Main contributions. Technically, we utilize a model-agnostic meta-learning (MAML) approach to prepare the initial model via an episodic training strategy. While directly applying MAML independently to each local model leads to existing solutions on personalized FL [12, 4], in our approach, R rounds of local updates and aggregations are ﬁrst performed in each episode before the meta-update process. This unique episode construction compared to personalized FL methods mimics the deployment stage where actual inference is preceded by an R-round FL procedure. Another key ingredient in our solution is to adopt prototype aggregation in each FL round to construct global prototypes that serve as better class representatives compared to the locally computed prototypes, in learning embedding space. This strategy is especially effective when a non-IID (independent, identically distributed) data distribution across clients tends to induce a signiﬁcantly biased model after performing local updates. The global prototypes serve as prior knowledge, a form of regularization, and prevent local models from overﬁtting to the local data. Moreover, the global prototypes (reﬂecting all classes across clients) can assist the local models to learn a more general embedding space. We call this approach a global prototype-assisted learning (GPAL) strategy. Our main contributions are summarized as follows:

We formulate a new problem of high practical signiﬁcance, namely, few-round learning, where the goal is to prepare an initial model that can quickly adapt to any group of clients within only a few rounds of FL. We propose a meta-training algorithm speciﬁcally geared to R rounds of FL followed by inference, to be performed by a group of clients on a possibly unseen task. We guarantee convergence of our meta-training algorithm via theoretical analysis. We show via experiments that our scheme outperforms existing pretraining approaches including ﬁne-tuning via Fed Avg and personalized FL in both IID and non-IID scenarios.

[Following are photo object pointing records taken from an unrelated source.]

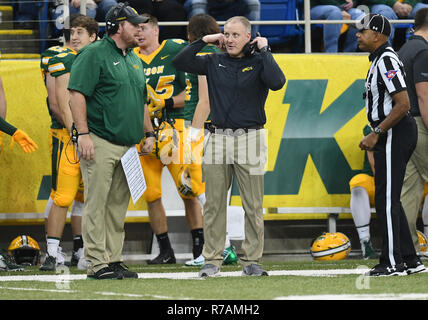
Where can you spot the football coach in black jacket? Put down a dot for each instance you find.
(238, 84)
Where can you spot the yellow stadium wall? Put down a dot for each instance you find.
(21, 186)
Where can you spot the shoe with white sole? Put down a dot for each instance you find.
(199, 261)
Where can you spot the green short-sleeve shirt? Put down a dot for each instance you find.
(192, 86)
(115, 90)
(45, 58)
(162, 76)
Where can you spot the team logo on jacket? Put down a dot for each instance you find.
(390, 74)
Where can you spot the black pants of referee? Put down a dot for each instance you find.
(391, 154)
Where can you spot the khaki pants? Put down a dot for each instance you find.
(243, 157)
(414, 180)
(106, 201)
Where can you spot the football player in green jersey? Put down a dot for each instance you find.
(83, 31)
(166, 104)
(57, 125)
(197, 98)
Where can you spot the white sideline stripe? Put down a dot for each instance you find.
(104, 293)
(187, 275)
(380, 296)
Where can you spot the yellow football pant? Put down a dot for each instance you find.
(67, 183)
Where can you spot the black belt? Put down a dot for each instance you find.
(374, 124)
(231, 131)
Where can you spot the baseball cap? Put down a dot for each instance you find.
(375, 22)
(123, 12)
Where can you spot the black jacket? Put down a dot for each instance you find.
(238, 87)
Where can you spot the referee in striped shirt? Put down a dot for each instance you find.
(393, 140)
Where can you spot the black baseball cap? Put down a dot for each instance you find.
(375, 22)
(123, 12)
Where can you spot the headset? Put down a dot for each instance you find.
(111, 24)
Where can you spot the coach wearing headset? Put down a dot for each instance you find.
(238, 83)
(107, 95)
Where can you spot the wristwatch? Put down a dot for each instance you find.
(265, 48)
(378, 130)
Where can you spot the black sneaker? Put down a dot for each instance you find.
(254, 270)
(106, 274)
(49, 264)
(166, 257)
(382, 270)
(414, 266)
(122, 269)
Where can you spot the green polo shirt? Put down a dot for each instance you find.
(115, 90)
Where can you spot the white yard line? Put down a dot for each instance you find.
(189, 275)
(379, 296)
(184, 275)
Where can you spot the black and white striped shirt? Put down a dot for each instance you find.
(386, 76)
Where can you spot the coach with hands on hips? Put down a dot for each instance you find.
(107, 99)
(393, 140)
(238, 84)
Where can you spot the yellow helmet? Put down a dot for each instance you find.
(331, 246)
(25, 250)
(422, 242)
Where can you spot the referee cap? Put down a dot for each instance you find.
(375, 22)
(123, 12)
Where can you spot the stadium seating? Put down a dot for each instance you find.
(280, 10)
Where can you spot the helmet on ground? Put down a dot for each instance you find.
(25, 250)
(331, 246)
(422, 242)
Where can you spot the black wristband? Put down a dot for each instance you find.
(149, 134)
(169, 103)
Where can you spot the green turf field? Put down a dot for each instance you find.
(314, 280)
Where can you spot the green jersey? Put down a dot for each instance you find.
(114, 87)
(162, 76)
(192, 86)
(367, 168)
(44, 66)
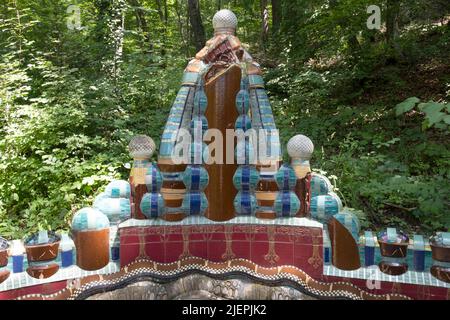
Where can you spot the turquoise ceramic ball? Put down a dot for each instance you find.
(287, 204)
(246, 178)
(89, 219)
(116, 209)
(286, 178)
(350, 221)
(153, 178)
(152, 205)
(196, 178)
(195, 203)
(118, 189)
(324, 207)
(243, 102)
(245, 204)
(243, 122)
(320, 185)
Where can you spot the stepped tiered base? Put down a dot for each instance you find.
(292, 242)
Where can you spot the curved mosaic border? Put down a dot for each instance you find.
(144, 269)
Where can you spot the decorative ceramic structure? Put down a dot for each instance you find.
(4, 272)
(116, 209)
(287, 203)
(118, 189)
(141, 149)
(349, 221)
(42, 251)
(394, 249)
(300, 148)
(440, 247)
(324, 207)
(320, 185)
(90, 230)
(225, 21)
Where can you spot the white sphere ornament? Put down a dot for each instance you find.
(300, 147)
(225, 20)
(141, 147)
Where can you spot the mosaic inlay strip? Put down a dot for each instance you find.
(374, 273)
(84, 287)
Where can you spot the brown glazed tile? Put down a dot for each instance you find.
(4, 274)
(92, 249)
(43, 272)
(42, 252)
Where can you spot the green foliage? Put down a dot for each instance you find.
(436, 114)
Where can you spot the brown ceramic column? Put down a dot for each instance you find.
(221, 113)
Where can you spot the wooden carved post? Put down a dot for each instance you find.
(300, 149)
(141, 150)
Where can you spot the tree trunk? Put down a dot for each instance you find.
(264, 23)
(277, 15)
(142, 24)
(392, 16)
(392, 28)
(197, 24)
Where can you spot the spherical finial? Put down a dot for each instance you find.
(300, 147)
(225, 21)
(141, 147)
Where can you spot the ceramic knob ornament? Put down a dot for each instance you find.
(225, 21)
(141, 149)
(90, 230)
(300, 148)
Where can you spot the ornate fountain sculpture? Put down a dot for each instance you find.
(222, 210)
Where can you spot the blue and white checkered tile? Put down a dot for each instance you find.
(118, 189)
(320, 185)
(286, 178)
(195, 203)
(89, 219)
(350, 221)
(324, 207)
(246, 178)
(243, 100)
(196, 178)
(287, 204)
(153, 178)
(116, 209)
(245, 204)
(243, 123)
(152, 205)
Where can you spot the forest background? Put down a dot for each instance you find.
(367, 80)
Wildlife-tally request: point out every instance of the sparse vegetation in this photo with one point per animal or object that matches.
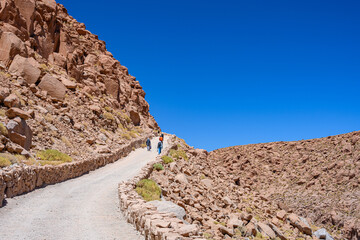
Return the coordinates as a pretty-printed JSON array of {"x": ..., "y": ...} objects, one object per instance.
[
  {"x": 109, "y": 116},
  {"x": 4, "y": 162},
  {"x": 126, "y": 136},
  {"x": 66, "y": 141},
  {"x": 45, "y": 68},
  {"x": 158, "y": 166},
  {"x": 167, "y": 159},
  {"x": 53, "y": 157},
  {"x": 148, "y": 189},
  {"x": 6, "y": 159}
]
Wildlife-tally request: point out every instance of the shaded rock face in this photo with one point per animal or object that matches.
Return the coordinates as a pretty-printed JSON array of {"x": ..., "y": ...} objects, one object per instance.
[
  {"x": 20, "y": 133},
  {"x": 42, "y": 30},
  {"x": 28, "y": 68},
  {"x": 59, "y": 78},
  {"x": 53, "y": 87}
]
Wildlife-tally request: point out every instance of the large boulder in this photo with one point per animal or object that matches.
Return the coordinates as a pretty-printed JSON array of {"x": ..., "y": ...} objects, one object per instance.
[
  {"x": 10, "y": 46},
  {"x": 53, "y": 87},
  {"x": 17, "y": 112},
  {"x": 169, "y": 207},
  {"x": 19, "y": 132},
  {"x": 28, "y": 68},
  {"x": 112, "y": 87},
  {"x": 300, "y": 223},
  {"x": 12, "y": 101}
]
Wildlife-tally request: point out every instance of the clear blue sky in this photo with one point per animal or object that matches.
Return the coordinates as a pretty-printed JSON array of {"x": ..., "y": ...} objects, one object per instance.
[{"x": 224, "y": 73}]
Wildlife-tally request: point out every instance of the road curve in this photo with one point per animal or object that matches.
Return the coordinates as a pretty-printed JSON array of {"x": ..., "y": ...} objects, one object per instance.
[{"x": 82, "y": 208}]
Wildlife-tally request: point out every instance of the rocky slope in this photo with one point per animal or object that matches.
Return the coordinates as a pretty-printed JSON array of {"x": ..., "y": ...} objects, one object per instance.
[
  {"x": 287, "y": 190},
  {"x": 60, "y": 88}
]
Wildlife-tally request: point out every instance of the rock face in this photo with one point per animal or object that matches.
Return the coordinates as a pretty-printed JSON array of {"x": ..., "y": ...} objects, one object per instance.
[
  {"x": 59, "y": 78},
  {"x": 53, "y": 87},
  {"x": 10, "y": 46},
  {"x": 28, "y": 68}
]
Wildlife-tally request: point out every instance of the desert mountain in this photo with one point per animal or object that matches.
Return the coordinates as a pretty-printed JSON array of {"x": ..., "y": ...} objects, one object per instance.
[
  {"x": 60, "y": 88},
  {"x": 286, "y": 190}
]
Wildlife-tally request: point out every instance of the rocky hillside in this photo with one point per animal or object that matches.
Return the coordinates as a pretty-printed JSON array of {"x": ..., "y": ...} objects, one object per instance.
[
  {"x": 60, "y": 88},
  {"x": 287, "y": 190}
]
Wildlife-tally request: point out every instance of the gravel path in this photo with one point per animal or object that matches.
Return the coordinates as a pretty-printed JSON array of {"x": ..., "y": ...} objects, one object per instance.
[{"x": 83, "y": 208}]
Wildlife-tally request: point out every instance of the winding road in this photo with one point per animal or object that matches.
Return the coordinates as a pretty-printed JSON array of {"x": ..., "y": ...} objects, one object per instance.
[{"x": 82, "y": 208}]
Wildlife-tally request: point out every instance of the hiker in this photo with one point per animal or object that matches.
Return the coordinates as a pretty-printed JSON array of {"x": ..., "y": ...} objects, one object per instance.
[
  {"x": 148, "y": 144},
  {"x": 159, "y": 146}
]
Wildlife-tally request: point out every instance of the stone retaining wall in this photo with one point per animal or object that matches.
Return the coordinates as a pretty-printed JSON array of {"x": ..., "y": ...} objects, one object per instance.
[
  {"x": 23, "y": 179},
  {"x": 144, "y": 216}
]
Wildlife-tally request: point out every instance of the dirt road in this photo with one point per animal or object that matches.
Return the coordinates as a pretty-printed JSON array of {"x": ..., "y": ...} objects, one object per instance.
[{"x": 83, "y": 208}]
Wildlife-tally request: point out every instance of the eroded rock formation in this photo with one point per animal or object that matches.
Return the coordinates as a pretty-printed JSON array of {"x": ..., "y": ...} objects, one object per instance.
[{"x": 63, "y": 85}]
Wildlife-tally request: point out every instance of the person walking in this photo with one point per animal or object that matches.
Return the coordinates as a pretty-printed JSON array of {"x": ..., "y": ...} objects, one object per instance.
[
  {"x": 160, "y": 146},
  {"x": 148, "y": 144}
]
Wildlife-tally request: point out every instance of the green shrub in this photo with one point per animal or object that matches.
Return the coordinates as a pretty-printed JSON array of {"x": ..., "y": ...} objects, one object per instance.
[
  {"x": 167, "y": 159},
  {"x": 109, "y": 116},
  {"x": 53, "y": 157},
  {"x": 158, "y": 166},
  {"x": 13, "y": 158},
  {"x": 3, "y": 130},
  {"x": 148, "y": 189}
]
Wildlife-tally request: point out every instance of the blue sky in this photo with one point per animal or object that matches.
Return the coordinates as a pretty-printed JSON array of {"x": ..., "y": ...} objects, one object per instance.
[{"x": 225, "y": 73}]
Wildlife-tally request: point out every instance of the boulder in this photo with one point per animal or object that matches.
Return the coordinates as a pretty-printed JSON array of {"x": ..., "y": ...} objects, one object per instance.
[
  {"x": 20, "y": 133},
  {"x": 323, "y": 234},
  {"x": 300, "y": 223},
  {"x": 28, "y": 68},
  {"x": 181, "y": 178},
  {"x": 68, "y": 83},
  {"x": 12, "y": 101},
  {"x": 188, "y": 230},
  {"x": 265, "y": 229},
  {"x": 16, "y": 112},
  {"x": 281, "y": 214},
  {"x": 10, "y": 46},
  {"x": 53, "y": 87},
  {"x": 207, "y": 183},
  {"x": 167, "y": 206},
  {"x": 226, "y": 231},
  {"x": 135, "y": 118}
]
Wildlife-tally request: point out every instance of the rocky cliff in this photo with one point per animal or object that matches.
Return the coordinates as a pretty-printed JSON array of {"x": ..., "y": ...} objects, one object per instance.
[
  {"x": 60, "y": 88},
  {"x": 286, "y": 190}
]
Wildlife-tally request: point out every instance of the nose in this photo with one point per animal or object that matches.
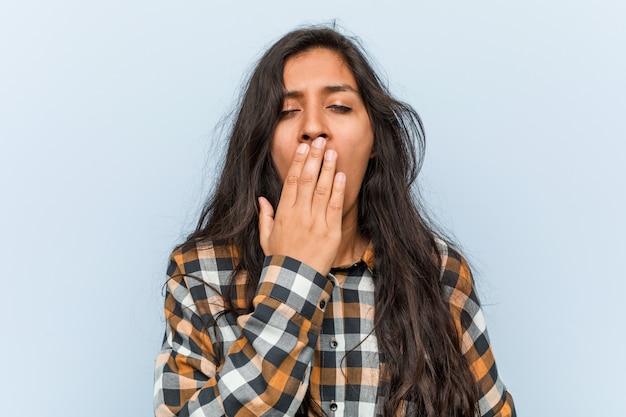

1.2 Related Works Few-shot learning. Few-shot learning is an instantiation of meta-learning. In the context of image classiﬁcation, few-shot learning typically involves episodic training where each episode of training data is arranged into a few training (support) sample images and validation (query) samples to mimic inference that uses only a few examples [19]. Through a repetitive exposure to a series of varying episodes with different sets of image classes, the model learns to handle new tasks (classiﬁcation against unseen classes) each time. Two widely-known few-shot learning methods with different philosophical twists, which are also conceptually relevant to the present work, are MAML [5] and Prototypical Networks [18]. MAML attempts to generate an initial model from which different models targeting different tasks can be obtained quickly via just a few gradient updates. The idea is that the initial model is learned via meta-training to develop an internal representation that is close in some sense to a variety of unseen tasks. Prototypical Networks, on the other hand, learn embedding space such that model outputs cluster around class prototypes, the class-speciﬁc centroids of the embedder outputs. With episodic training, simple Prototypical Networks are surprisingly effective in learning inductive bias for successful generalization to new tasks.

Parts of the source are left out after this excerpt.